Data Engineering From Notebook To Production

Single Day

Q2 2024

Take a data project from prototype to production quality with the modern data stack

A high-level introduction to all of Data Engineering in three hours. In this fast-paced survey course, you’ll learn how to take a data project from prototype to production quality data platform. We’ll explore techniques to scale up to big data sets and scale out to more features and larger teams. We’ll discuss data architecture and design principles while exploring up-and-coming data tools.

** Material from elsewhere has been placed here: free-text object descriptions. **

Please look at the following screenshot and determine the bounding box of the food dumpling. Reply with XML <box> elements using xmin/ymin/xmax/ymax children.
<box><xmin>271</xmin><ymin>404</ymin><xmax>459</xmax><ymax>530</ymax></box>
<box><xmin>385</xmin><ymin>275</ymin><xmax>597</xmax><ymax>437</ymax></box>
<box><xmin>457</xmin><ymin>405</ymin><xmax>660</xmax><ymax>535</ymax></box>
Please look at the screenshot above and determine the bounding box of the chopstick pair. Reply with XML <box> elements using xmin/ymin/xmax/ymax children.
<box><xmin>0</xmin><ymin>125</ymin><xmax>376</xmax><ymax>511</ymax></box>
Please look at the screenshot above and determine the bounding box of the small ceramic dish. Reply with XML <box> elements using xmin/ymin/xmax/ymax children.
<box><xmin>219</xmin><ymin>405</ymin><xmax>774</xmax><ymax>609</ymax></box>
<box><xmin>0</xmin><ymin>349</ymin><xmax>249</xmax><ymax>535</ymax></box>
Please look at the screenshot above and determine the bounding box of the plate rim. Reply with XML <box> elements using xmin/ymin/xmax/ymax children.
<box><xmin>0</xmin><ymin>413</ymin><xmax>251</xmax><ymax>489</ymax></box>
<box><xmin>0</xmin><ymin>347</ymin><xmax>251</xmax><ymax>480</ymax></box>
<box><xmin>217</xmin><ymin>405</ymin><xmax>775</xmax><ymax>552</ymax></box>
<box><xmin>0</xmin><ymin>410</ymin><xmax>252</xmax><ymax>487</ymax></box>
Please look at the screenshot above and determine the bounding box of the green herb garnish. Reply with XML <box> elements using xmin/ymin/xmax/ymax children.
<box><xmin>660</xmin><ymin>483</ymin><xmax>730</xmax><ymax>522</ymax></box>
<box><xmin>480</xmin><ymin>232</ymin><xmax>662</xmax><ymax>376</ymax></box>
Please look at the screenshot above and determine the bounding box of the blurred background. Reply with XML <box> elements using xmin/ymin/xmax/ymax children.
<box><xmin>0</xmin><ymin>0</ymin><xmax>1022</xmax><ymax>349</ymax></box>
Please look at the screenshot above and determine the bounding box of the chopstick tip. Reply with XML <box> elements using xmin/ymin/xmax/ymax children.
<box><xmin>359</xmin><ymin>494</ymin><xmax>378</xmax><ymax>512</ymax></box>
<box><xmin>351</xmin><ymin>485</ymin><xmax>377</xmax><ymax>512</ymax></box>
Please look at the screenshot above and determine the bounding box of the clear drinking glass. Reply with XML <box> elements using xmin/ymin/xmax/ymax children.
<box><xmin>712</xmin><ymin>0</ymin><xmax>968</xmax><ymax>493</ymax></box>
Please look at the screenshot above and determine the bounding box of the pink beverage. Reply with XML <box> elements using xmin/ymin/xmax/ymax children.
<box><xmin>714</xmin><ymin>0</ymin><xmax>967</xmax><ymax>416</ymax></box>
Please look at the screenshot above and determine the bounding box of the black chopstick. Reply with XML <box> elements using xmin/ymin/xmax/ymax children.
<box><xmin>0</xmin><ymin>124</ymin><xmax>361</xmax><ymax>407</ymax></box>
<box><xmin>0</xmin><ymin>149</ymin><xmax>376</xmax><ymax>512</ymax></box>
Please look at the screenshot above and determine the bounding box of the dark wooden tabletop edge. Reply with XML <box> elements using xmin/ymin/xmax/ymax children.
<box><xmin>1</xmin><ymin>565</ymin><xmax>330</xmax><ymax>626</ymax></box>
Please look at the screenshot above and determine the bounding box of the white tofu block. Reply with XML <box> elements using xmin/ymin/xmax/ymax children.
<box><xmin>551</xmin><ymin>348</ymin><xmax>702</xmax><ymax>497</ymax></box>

  • Get a complete overview of today’s data engineering tools
  • Learn best practices for data architecture and design
  • Benefit whether you are new to data engineering or a practicing data engineer looking to keep up with current tools and methods

You’ll learn:

  • Essential tools and design principles for the modern data stack.
  • How to improve performance by matching storage format to query type.
  • Strategies for data observability and quality.

You’ll be able to:

  • Accelerate data warehouse development by writing reusable SQL with dbt.
  • Reduce time-to-market by running Jupyter Notebooks in production with Papermill.
  • Build robust, reliable data science pipelines with Apache Airflow.

Is this course for me?

  • Novice and experienced data engineers and MLOps engineers will learn cutting edge best practices in this rapidly changing field.
  • Back end engineers transitioning to data engineering will gain critical skills to work effectively on data intensive applications.
  • Data scientists, data analysts and analytics engineers will understand the data platform development process.
  • Chief Data Officers (CDOs) will gain necessary technical background to oversee data projects.
  • DevOps engineers will be able to deploy and monitor data systems.

Prerequisites

  • Familiarity with software engineering and architecture in the cloud environment.
  • Comfort with Python, SQL and Jupyter Notebooks is helpful but not required.
  • Some experience with back end development, data science or databases is required. This is not an introductory course for new developers.

Schedule

Section 1: Data Modeling

  • Course Overview
  • Principles of Data Engineering: Review of design principles for architecting solutions on the modern data stack.
  • ETL or ELT? When ingesting data, store raw data early for later transformation. Use Airbyte to extract data from cloud APIs and Benthos to load and hydrate data.
  • Data Lakes: Data lakes are the original source of truth and the input/output location for data pipelines. Choose a storage format that matches query types for improved performance.
  • Data Warehouses: Data cubes are dead. Long live the distributed data warehouse. Effective ways to use these workhorse data stores. Why all SQL is not the same.
  • dbt: Closer look at dbt, an exciting new tool for SQL-based data transformation that’s transforming data teams.

Section 2: Data Flow

  • Data Pipelines: Complex processing and transformation beyond what’s possible in a SQL-based data warehouse. Use Pandas APIs in Spark with Koalas.
  • Dashboards and Discovery: Dashboards are the UI of data systems. Build custom dashboards with Apache Superset. Communicate data status and timeliness to end users.
  • Workflow Orchestration: How does anything happen? Workflow orchestration is a better approach than fragile and frustrating cron jobs.
  • Apache Airflow: A closer look at Apache Airflow, the leading orchestration engine.
  • Streaming: The many varieties of “real time” and the (limited) role of streaming systems such as Kafka.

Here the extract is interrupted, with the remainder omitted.